Just try the input/output. (I dont have any pascal compiler, so I dont know whether the set helps you or not...)

Input:

Code: Select all

1
AC BD down
AC EF down
A F even

Output:

Code: Select all

C is the counterfeit coin and it is light.

Hope it helps.

[algoJo]

can anybody give me some critical I/O?
I've checked my program with the input in this board and it gives the same result ...
here's the sample of my input:

Code: Select all

input:
7
ABC DEF even
GHI JEF even
K EF up
ED FG even
AB CI down
A D down
ED FG even
AB CI down
D A up
ED FG even
CI AB up
A D down
ED FG even
AB CI up
D A down
ED FG even
CI AB down
A D up
AC BD down 
AC EF down 
A F even

Code: Select all

output:
K is the counterfeit coin and it is heavy.
A is the counterfeit coin and it is light.
A is the counterfeit coin and it is light.
A is the counterfeit coin and it is light.
A is the counterfeit coin and it is heavy.
A is the counterfeit coin and it is heavy.
C is the counterfeit coin and it is light.

[Jan]

Your outputs are correct.
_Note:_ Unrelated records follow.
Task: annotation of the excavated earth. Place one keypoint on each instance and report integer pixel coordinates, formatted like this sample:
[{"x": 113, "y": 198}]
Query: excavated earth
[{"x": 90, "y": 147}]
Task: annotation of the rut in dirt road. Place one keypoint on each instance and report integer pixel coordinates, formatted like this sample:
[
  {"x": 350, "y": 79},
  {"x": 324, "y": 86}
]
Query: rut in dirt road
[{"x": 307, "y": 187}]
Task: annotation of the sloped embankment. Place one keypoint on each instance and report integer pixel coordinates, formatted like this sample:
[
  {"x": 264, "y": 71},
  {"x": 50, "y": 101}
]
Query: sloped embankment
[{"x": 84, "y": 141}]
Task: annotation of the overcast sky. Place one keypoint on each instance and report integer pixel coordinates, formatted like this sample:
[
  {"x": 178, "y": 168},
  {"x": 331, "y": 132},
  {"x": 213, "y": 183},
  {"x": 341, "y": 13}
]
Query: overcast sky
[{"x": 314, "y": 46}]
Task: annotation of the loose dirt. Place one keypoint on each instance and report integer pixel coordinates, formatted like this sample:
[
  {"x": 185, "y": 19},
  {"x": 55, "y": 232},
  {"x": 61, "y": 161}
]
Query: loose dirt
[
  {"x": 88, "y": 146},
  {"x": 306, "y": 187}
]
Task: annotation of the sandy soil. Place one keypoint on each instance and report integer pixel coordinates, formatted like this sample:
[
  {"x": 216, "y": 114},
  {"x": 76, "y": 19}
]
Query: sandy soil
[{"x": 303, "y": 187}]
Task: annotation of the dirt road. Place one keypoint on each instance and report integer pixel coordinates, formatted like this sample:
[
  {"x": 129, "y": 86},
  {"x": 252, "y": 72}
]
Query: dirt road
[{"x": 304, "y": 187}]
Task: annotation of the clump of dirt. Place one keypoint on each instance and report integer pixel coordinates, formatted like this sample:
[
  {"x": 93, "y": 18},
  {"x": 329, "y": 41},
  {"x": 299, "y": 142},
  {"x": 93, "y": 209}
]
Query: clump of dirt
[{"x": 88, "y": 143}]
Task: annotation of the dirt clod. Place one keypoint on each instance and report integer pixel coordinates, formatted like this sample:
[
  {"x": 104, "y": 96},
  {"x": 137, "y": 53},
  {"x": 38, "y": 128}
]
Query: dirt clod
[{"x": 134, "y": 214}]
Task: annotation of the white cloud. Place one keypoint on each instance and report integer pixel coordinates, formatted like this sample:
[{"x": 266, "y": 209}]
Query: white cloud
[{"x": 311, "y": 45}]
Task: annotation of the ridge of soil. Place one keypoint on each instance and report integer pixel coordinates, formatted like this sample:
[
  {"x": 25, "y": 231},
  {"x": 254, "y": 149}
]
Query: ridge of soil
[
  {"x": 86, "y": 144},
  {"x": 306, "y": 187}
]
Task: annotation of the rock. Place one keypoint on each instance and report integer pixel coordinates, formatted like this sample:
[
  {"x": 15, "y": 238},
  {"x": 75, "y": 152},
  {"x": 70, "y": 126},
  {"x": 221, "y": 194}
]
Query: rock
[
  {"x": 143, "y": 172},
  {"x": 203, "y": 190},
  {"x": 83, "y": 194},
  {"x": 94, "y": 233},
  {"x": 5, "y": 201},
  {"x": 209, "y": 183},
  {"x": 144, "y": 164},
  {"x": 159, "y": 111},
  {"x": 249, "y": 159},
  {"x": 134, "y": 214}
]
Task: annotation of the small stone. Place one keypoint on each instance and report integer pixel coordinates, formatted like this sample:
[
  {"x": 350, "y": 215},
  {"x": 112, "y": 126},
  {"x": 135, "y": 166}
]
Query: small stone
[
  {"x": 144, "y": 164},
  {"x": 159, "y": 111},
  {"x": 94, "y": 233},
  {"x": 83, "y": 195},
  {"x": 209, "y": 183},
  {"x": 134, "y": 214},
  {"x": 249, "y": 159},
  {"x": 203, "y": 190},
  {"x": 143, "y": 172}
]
Check the samples...

Input:

Code: Select all

3
IJK ABC even
C L even
L F up
IJK ABC even
C L even
L F down
ABCDE FGHIJ even
EIL ADJ down
K J even

Output:

Code: Select all

F is the counterfeit coin and it is light.
F is the counterfeit coin and it is heavy.
L is the counterfeit coin and it is light.

Hope these help.